This is one of the most common sources of confusion in web development. JavaScript provides two encoding functions, and using the wrong one can break your URLs:

FunctionUse CaseDoes NOT encode
encodeURI()Encode a complete URL: / ? # [ ] @ ! $ & ' ( ) * + , ; =
encodeURIComponent()Encode a single parameter value- _ . ~ ! ' ( ) *
const value = "price=10&currency=USD";

// ❌ WRONG: encodeURI won't encode & and = in the value
encodeURI("https://api.com/search?filter=" + value);
// → "https://api.com/search?filter=price=10&currency=USD"
// The server sees TWO parameters: filter=price=10 AND currency=USD

// ✅ RIGHT: encodeURIComponent encodes & and = in the value
"https://api.com/search?filter=" + encodeURIComponent(value);
// → "https://api.com/search?filter=price%3D10%26currency%3DUSD"
// The server sees ONE parameter: filter=price=10&currency=USD

Rule of Thumb

Use encodeURIComponent() for encoding individual values (query params, path segments). Use encodeURI() only when encoding an entire URL where the structural characters should remain intact. When in doubt, use encodeURIComponent().

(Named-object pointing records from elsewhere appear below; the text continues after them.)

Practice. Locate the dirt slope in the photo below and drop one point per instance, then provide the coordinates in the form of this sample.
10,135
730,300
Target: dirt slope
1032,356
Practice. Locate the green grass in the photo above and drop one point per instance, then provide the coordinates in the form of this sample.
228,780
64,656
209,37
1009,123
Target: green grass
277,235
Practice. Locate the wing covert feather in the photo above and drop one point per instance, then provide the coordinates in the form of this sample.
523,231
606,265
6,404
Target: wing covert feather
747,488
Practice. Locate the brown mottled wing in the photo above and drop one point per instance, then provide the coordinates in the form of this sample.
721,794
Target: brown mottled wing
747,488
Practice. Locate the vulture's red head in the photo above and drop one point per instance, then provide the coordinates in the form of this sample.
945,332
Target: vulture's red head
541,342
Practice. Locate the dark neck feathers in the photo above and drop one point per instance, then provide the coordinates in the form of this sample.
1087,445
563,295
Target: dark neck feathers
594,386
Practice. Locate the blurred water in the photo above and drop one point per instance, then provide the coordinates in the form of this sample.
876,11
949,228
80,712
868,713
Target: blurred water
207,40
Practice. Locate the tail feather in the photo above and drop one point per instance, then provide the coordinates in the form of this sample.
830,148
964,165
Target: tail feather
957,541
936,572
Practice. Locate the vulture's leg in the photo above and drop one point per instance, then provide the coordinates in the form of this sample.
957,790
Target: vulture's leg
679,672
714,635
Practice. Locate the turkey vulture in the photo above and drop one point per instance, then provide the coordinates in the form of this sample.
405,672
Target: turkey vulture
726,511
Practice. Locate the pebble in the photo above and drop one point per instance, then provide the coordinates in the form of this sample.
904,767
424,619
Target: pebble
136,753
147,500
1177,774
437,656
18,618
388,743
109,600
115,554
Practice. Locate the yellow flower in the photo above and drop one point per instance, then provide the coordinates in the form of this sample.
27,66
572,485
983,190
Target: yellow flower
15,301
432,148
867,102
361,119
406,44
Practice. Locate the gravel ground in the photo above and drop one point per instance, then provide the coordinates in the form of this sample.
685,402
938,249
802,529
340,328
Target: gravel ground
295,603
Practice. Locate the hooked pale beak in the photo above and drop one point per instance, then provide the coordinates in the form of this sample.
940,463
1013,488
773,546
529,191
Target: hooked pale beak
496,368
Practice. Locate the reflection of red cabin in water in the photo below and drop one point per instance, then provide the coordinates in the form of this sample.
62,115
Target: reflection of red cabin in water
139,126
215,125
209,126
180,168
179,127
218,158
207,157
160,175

Common Mistakes with URL Encoding

1. Double Encoding

Encoding a value that's already encoded turns %20 into %2520 (the % gets encoded to %25). This is the most common URL encoding bug:

// ❌ Double encoding
const encoded = encodeURIComponent("hello world");  // "hello%20world"
encodeURIComponent(encoded);  // "hello%2520world" — WRONG!

// ✅ Only encode once
const value = "hello world";
const url = "/search?q=" + encodeURIComponent(value);

2. Using encodeURI for Query Parameters

As shown above, encodeURI() won't encode characters like & and =, which can cause parameter injection when user input contains these characters.

3. Confusing + and %20 for Spaces

There are two ways to encode a space in URLs, and they come from different standards:

  • %20 — RFC 3986 percent-encoding (used in path segments and general URLs)
  • + — application/x-www-form-urlencoded (used in HTML form submissions and query strings)

Both are valid, but you need to decode them correctly. decodeURIComponent() does NOT decode + as a space — only %20.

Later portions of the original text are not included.